Researcher Stories

Learning through observation: a research career journey

Respondent is proud to showcase our interviews with leading researchers across different industries. In this post, we speak to Will Leidheiser.


 

One could say that Will Leidheiser has relied on research to get him where he is in his research career. From his undergraduate days working in Human Factors Psychology labs at North Carolina State University, to observing and learning from his colleagues at his first full-time research job, Will has collected insights along the way that have all added up to the researcher he is today.

And as a result, Will came to GitLab with varied experience in the user research field. After graduate school, he landed an internship at Coca-Cola, where he interviewed employees during internal research aimed at improving the employee experience.

His first full-time job was with State Farm, where he was part of a team that was enormous by typical user experience research standards: more than 20. Most companies that employ user researchers still have very small teams. Will’s team at State Farm had decades of collective experience, which he used to his advantage by learning tricks and tips from his colleagues .

“I could go under other people’s wings and see how they go about doing user research, their methodologies, the things that work, the things that don’t work,” he said. “[I was able to] take them and modify them for my needs.”

Putting his experience to work 

Now as a Senior User Researcher at GitLab, Will draws on the different methods he has learned so far in his career. He is fortunate to work with a great deal of flexibility, including a lot of leeway to conduct research the way he sees fit to achieve a particular goal. He might use surveys, interviews, and contextual inquiries to get questions answered.

GitLab’s research team does a lot of research focused on software developers of many types. 

“It may be that we’re trying to get users that have used certain features and functionality baked into the GitLab product,” Leidheiser said. “Or we’re trying to learn from people that have used other similar types of tools and competitor products. [We’re trying to] figure out what these other tools are doing better.”

His team consists of eight researchers, three managers and two research operations coordinators who work on sourcing and compensating participants. The research team enjoys robust collaboration with product owners and designers, who lead some of the research projects themselves. In those cases, the research team provides occasional support by looking over discussion guides and survey drafts, and ensuring that the right protocols and procedures are being followed. 

The researchers take on larger research projects on their own, completing them from start to finish. They identify research opportunities, propose the projects, and obtain buy-in before conducting the studies.

Every quarter, the research team creates documents called research prioritization issues within GitLab, where they detail, in collaboration with product managers and designers, all the projects they are working on and projects they plan to work on. The documents include status updates that make it easy to communicate plans and progress to all stakeholders.

Pain points

GitLab is a fully remote company, so the research team sometimes struggles with communicating the research insights. After putting in the time to understand user feedback and collate cohesive answers to burning questions, it can be hard to share the results over Slack and other messaging applications.

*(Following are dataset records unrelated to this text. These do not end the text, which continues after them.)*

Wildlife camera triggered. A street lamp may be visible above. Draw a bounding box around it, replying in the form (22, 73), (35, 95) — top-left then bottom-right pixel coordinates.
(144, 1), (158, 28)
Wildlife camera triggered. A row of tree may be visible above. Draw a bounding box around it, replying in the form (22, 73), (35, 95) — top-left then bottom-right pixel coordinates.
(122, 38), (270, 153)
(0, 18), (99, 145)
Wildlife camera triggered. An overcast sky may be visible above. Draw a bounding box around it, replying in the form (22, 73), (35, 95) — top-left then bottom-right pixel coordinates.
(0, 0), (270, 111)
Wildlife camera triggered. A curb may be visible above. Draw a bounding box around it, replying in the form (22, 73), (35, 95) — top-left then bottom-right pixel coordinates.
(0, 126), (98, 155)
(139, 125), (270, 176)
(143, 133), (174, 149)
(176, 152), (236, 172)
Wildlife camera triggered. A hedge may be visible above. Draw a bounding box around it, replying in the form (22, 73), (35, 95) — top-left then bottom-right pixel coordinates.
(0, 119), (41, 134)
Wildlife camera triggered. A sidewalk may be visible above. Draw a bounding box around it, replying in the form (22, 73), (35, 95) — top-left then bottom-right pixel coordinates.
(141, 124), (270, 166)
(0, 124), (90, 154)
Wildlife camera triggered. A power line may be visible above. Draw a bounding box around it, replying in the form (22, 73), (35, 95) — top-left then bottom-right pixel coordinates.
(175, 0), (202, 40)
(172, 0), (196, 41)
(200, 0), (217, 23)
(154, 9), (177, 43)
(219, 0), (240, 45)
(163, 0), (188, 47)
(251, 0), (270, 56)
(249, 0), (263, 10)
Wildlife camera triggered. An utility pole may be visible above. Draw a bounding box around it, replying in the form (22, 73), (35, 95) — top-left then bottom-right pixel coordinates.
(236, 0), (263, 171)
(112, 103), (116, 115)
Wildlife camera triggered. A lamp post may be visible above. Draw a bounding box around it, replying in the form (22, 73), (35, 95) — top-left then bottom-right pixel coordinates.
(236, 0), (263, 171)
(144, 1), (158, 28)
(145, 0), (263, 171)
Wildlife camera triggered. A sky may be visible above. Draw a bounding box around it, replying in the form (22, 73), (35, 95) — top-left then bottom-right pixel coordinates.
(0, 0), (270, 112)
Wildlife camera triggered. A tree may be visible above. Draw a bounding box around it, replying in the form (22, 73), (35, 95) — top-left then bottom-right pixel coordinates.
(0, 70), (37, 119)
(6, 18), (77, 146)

“We’re so global in terms of how we’re set up. [At other companies], I could just set up a meeting and have all my stakeholders there live so everyone is actually getting the message with what we have found in this research,” he said. 

But GitLab is a fully remote company with team members located across the globe, so Will makes video summaries instead. It can be a challenge to make sure that people watch them, understand the message, and make updates to their plans based on the results.

The power of research

Research has the power to help companies differentiate their products—and the power to keep them from wasting money on developments that won’t be popular. Will points to the latter as one of his most significant achievements. Not long after he started at GitLab, the product team asked him to do some research around a new product offering. Specifically, they wanted to use the research results to decide which features to work on first, and which to work on later. Through Will’s research, he determined that participants were indifferent to all the proposed features. 

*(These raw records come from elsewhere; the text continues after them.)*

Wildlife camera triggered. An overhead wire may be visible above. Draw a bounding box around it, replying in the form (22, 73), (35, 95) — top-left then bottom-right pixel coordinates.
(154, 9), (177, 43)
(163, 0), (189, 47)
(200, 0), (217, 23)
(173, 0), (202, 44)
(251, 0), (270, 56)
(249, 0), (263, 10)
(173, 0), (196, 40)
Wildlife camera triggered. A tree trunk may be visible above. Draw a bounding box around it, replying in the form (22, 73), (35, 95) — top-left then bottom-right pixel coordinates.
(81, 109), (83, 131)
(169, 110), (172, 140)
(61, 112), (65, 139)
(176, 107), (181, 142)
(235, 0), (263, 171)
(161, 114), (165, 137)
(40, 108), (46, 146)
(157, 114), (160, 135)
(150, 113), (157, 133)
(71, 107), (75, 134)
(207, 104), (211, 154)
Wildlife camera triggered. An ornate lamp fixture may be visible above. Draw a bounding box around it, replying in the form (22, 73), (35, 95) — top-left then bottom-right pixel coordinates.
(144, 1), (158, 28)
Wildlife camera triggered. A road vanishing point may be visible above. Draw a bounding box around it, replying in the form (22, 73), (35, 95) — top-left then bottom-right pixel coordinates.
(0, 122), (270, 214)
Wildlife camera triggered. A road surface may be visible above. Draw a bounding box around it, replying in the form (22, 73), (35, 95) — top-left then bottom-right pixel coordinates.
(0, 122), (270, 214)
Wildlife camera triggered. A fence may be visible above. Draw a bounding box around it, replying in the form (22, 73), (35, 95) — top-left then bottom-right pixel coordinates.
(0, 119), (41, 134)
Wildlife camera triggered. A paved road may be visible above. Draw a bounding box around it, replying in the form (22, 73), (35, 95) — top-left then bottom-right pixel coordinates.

As a result of the research findings, the company decided not to move ahead with the offering as it wasn’t actually going to offer value to customers.

On finding participants

Sometimes it can be hard to find quality research participants who actually meet the criteria the researcher is looking for. Will has found a good way to ensure that no unqualified participants slip through the screening process: he adds a final, open-ended question to the end of the screener. The question might ask participants how they use a product, or something else to test their knowledge on a topic. 

“It gives you a bit of extra ammunition to weed out people [who are trying to] game the screener a little bit,” Will said. 

Will has also used Respondent to find very niche participants. Often, at GitLab, he needs participants who do very specific types of software development and use a particular set of tasks within GitLab’s product.

“[Respondent] provides us with a lot of flexibility to build the screeners how we would like to … and invite participants that are most likely to give us useful feedback,” he said.

The importance of prioritization

Prioritization is a big work theme for Will. A colleague early in his career taught him about the importance of prioritizing tasks. He learned more about how to prioritize by reading The Art of Being Indispensable at Work. And the more Will has worked in user research, the more he has seen the utility of developing keen prioritization skills. He now makes a point of setting aside time to plan out his time and determine which of his projects he should be working on at any given time. 

“[It’s important to] look at what you have to do and know what’s the most important thing to be working on, because there will always be things pulling you in different directions,” he said.